Further, according to the present invention, a titanium nitride film is formed by a thermal CVD method having good step coverage, and then silicon is supplied thereto to form a titanium nitride silicide film. The step coverage of the titanium nitride silicide film can be improved as compared with the case where a titanium nitride silicide film is formed by a plasma CVD method using the above method and the case where a titanium nitride silicide film is formed by a sputtering method.

According to the second aspect of the present invention, since silicon is repeatedly introduced into the thin titanium nitride film, the silicon content in the titanium nitride silicide film can be increased as a result. When it is desired to obtain a titanium nitride silicide film having a predetermined thickness, a titanium nitride silicide film having a predetermined thickness can be obtained since a thin titanium nitride silicide film is formed in plural times.
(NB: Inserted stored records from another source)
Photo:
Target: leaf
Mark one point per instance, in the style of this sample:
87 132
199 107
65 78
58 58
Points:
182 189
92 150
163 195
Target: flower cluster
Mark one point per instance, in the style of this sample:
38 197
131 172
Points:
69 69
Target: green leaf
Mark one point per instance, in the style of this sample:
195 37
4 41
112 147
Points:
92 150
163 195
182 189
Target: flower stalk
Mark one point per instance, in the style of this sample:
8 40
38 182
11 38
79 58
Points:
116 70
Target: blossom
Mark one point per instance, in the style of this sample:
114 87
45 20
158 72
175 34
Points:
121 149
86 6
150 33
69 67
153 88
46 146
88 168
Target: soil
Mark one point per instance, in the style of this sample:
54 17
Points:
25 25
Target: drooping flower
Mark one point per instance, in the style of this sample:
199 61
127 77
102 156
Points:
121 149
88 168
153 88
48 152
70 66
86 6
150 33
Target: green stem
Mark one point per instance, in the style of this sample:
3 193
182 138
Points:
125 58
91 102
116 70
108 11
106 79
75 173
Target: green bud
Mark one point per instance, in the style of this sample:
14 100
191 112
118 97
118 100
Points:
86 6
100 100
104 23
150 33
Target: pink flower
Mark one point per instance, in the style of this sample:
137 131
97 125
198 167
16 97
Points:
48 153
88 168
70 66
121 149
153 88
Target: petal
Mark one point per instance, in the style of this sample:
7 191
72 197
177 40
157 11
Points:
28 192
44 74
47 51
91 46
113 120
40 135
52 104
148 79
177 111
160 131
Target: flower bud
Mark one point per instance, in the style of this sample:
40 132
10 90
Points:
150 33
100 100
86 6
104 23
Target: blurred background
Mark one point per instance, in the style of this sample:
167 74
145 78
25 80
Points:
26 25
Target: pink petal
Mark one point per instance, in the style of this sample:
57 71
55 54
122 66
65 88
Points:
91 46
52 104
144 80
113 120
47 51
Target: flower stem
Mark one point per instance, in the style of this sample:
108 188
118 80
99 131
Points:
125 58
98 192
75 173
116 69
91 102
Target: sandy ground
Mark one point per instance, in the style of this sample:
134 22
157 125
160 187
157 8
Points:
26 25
[Brief description of the drawings]

FIG. 1 is a cross-sectional view illustrating a method for manufacturing a barrier metal according to an embodiment of the present invention.

FIG. 2 is a cross-sectional view illustrating a method for manufacturing a barrier metal according to an embodiment of the present invention.
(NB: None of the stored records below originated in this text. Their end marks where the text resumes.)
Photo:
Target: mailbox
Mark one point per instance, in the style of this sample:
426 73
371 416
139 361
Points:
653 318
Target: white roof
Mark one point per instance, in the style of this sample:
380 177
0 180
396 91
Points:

FIG. 3 is a cross-sectional view illustrating a method for manufacturing a barrier metal according to an embodiment of the present invention.

FIG. 4 is a cross-sectional view showing a method for manufacturing a barrier metal according to the embodiment of the present invention.

FIG. 5 is a cross-sectional view showing a method for manufacturing a barrier metal according to the embodiment of the present invention.

FIG. 6 is a cross-sectional view showing a conventional method for manufacturing a barrier metal.

FIG. 7 is a cross-sectional view illustrating a method of manufacturing a barrier metal as a conventional technique.

FIG. 8 is a cross-sectional view showing a conventional method for manufacturing a barrier metal.

FIG. 9 is a cross-sectional view illustrating a method of manufacturing a barrier metal as a conventional technique.

FIG. 10 is a cross-sectional view illustrating a method of manufacturing a barrier metal as a conventional technique.

[Explanation of symbols]

3 connection hole, 4 titanium film, 5 titanium nitride film,
6 Titanium nitride silicide film 9 Silane plasma.

Claims (2)

[Claims] 1. A barrier metal comprising: (a) a step of forming a titanium nitride film using a thermal CVD method; and (b) a step of introducing silicon into the titanium nitride film to form a titanium nitride silicide film. Production method. 2. The method according to claim 1, wherein the steps (a) and (b) are repeatedly performed.